18. You must have a method to resolve consumer complaints.

Patients will complain, be it founded or unfounded, and it is imperative to provide them with directions for doing so. By law we will be required to hold on to all serious complaints for a minimum of 3 years. I have created postings that are hung on all mammography examination room doors giving patients my name and phone number as well as the name and address of our accrediting body should they wish to submit a complaint. These postings have actually led to many compliments from patients, which was a rather nice and unexpected outcome. Most facilities do perform quality mammography and many patients do not know where to send the compliments; the posting gave them the answers.

19. Remember that good, accurate documentation and follow-up must become a way of life.

QC documentation, the medical outcomes audit, and corrective action taken based on physicist equipment testing must be done carefully and in a timely manner. Setting phantom images and QC strips aside until you have time to read them can lead to serious problems down the line. Will it be done accurately? Will it even fall within limits? Accuracy and consistency of documentation are imperative if your facility is to achieve perfect results.

20. Meeting MQSA requirements takes time.

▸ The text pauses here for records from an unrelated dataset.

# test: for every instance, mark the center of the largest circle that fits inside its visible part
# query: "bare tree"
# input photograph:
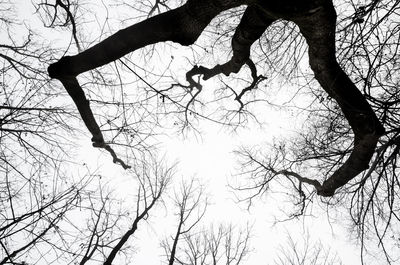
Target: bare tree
(305, 252)
(224, 244)
(191, 204)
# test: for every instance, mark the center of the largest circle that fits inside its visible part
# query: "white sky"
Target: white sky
(210, 158)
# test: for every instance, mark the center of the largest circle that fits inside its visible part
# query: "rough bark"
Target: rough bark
(316, 20)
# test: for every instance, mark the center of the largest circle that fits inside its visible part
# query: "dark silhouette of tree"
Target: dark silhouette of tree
(348, 146)
(317, 23)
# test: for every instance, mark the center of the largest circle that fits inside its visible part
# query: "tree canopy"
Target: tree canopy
(341, 57)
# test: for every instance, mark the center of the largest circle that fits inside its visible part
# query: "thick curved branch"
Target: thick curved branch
(182, 25)
(319, 31)
(252, 25)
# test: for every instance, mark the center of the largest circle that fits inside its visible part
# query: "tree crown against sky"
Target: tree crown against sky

Too often a facility designates a technologist to QC detail; however, it fails to allocate enough time for the necessary tasks to be performed. QC takes time, patience, energy, dedication, and expertise. It must? not be rushed or just squeezed in between patients if it is to be done accurately, appropriately, and properly.

21. Don’t wait until the last minute.

You know that you will have an annual MQSA inspection; it is no secret, therefore, prepare for the day well in advance. Don’t wait until the last minute, as procrastination will only lead to a poor inspection.

22. MQSA must be a team effort!

Success year after year with the MQSA inspection relies on the efforts of the entire mammography team, including radiologists, technologists, physicist, film manufacturers, processor folks personnel, equipment repair services, and office staff. MQSA is not just the boss’s problem, but rather, the team’s annual event. Everyone must be involved!

23. MQSA must become a way of life.

If a facility is to be successful, MQSA must take front and center every day of every week of every month of every year. It should be a given that the darkroom is cleaned daily; that the processor is always in limits before any clinical images are run; that all mammography staff, radiologists, technologists, and physicists meet all MQSA requirements without fail; and that communication to the patient and referring physician always occurs in a timely manner. There must be no exceptions. MQSA is not a 1-day event each year, but rather an ongoing event every day a mammography service is in operation.

24. A “No Findings” rating is good!

A level I citation denotes that a deviation occurred that could seriously compromise mammographic quality. A level II citation is not as serious; however, mammographic quality may still be compromised and corrective action must be submitted to the FDA in a timely manner. A level III citation denotes a minor deviation for which a facility must institute policies and procedures to correct conditions, and a “No Findings” rating is perfect. The FDA does not issue gold stars.

25. Remember that a “No Findings” rating means everyone did their job and did it well!

A perfect inspection deserves a team celebration, as it was a team effort. Share the good results with the mammography team, enjoy the aftermath, make a big deal out of the success. Be certain to thank all involved. Remember a perfect inspection means that: You are performing Quality work, on Quality equipment, by Qualified competent staff, and your patients deserve nothing less.

Shirley L. Pinette, MS, RT, is manager, Breast Imaging, Yale-New Haven Hospital, New Haven, Conn.